The FBI is launching facial-recognition technology as part of its $1 billion program to fight terrorism and help make it easier to find crime suspects, New Scientist magazine reported.
Some states began uploading mug shots of criminals as part of a pilot program in February. The program is expected to be rolled out nationwide by 2014. FBI officials said that the technology will allow them to track a suspect by picking out their face in a crowd, according to New Scientist.
Facial recognition technology would also allow images of a suspect from security cameras to be compared against an FBI cache of images. The FBI would be able to search for a person by sorting through catalogs of mugshots and the images from the expansive network of cameras on street corners across the country, Gizmodo.com reported.

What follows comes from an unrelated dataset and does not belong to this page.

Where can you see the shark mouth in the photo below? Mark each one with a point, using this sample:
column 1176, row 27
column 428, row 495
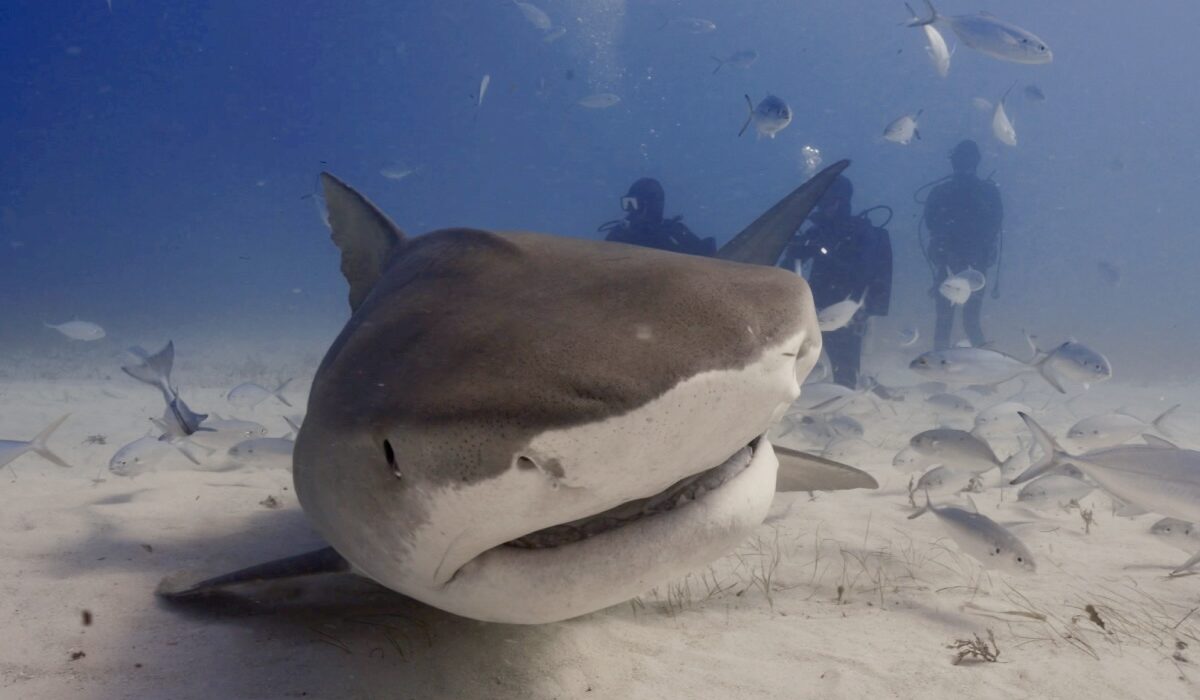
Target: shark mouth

The FBI said its goal, “is to reduce terrorist and criminal activities by improving and expanding biometric identification and criminal history information services through research, evaluation, and implementation of advanced technology,” according to Gizmodo.com.
Tests show that algorithms can pick someone out in a pool of 1.6 million mugshots 92 percent of the time and it’s also possible to match a mugshot to a photo of a person who isn't looking at the camera, the New Scientist reported.
The FBI has also partnered with issuers of state drivers' licenses for photo comparison, the New Scientist reported. Jay Stanley of the American Civil Liberties Union told New Scientist he had concerns. "Once you start plugging this into the FBI database, it becomes tantamount to a national photographic database," he said.